Please explain a little bit further
4(5^(2n+1))-10(5^(2n-1))/ ( 2(5^n))
= 2(5^(2n-1) ) ( 2(5^2 - 5(1) )/2(5^n))
= 5^(n-1) (50 - 5)
= 225 (5^(n-1) )
To simplify the expression 4(5^(2n+1))-10(5^(2n-1))/ ( 2(5^n)), we can start by applying the exponent rules for multiplication and division.
First, we can simplify the numerator:
4(5^(2n+1))-10(5^(2n-1)) =
= 4 * 5^(2n+1) - 10 * 5^(2n-1)
Next, we can factor out a common term of 2(5^(2n-1)) from the denominator:
2(5^n) = 2 * 5^n
Now, let's combine the numerator and denominator and simplify further:
(4 * 5^(2n+1) - 10 * 5^(2n-1)) / (2 * 5^n)

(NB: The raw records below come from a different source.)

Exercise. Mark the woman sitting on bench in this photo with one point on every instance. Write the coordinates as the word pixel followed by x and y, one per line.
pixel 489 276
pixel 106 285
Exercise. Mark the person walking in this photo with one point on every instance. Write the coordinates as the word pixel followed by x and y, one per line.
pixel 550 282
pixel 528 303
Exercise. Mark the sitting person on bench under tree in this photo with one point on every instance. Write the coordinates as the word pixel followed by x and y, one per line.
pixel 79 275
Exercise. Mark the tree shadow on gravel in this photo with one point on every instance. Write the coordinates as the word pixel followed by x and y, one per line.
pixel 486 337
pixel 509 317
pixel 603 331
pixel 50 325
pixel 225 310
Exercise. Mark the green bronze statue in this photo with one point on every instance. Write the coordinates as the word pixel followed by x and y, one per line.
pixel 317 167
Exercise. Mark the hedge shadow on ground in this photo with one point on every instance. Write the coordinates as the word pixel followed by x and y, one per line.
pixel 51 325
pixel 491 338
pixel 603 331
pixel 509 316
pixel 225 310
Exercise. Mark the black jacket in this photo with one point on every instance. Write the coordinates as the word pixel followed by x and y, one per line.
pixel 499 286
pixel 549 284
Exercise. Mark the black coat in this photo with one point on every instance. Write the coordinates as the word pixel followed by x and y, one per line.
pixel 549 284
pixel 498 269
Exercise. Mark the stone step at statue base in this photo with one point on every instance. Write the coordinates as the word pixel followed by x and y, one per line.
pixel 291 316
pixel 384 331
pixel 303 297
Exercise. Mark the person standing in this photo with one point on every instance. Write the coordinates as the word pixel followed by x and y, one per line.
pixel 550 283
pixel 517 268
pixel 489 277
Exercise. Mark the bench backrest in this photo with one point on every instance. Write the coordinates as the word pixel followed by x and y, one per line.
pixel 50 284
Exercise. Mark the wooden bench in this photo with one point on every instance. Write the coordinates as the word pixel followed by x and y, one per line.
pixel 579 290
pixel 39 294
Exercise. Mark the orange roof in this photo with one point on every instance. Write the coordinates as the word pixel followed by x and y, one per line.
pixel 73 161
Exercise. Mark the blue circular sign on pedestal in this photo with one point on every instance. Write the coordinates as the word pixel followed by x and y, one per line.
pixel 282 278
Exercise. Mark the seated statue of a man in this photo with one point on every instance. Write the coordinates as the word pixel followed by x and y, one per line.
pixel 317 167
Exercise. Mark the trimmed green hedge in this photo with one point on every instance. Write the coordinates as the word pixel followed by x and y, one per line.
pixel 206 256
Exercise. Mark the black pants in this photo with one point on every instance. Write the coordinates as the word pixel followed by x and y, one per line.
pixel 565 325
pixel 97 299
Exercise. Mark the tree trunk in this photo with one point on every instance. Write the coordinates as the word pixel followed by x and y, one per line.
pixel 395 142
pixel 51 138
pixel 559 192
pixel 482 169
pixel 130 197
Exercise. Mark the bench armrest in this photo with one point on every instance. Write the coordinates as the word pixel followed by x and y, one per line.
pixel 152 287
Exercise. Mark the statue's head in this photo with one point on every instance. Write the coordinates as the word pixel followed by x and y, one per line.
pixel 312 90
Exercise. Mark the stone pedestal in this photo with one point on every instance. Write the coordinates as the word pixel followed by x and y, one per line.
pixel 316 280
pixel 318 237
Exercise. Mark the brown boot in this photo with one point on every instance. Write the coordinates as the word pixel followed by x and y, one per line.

We can simplify further by factoring out a common term of 2(5^(2n-1)) from the numerator:
= 2(5^(2n-1))(2 * 5^2 - 5 * 1) / (2 * 5^n)
Simplifying the numerator:
= 2(5^(2n-1))(10 - 5) / (2 * 5^n)
= 2(5^(2n-1))(5) / (2 * 5^n)
Next, we can simplify the denominator by canceling out the common factor of 2:
= (5^(2n-1))(5) / (5^n)
Finally, we can simplify the expression by using the exponent rule for division (subtracting the exponents):
= 5^(2n-1 + 1 - n)
= 5^(2n - n - 1 + 1)
= 5^(n-1)(5^2)
= 5^(n-1)(25)
Therefore, the simplified expression is 5^(n-1)(25), which can also be written as 25 * 5^(n-1) or 225(5^(n-1)).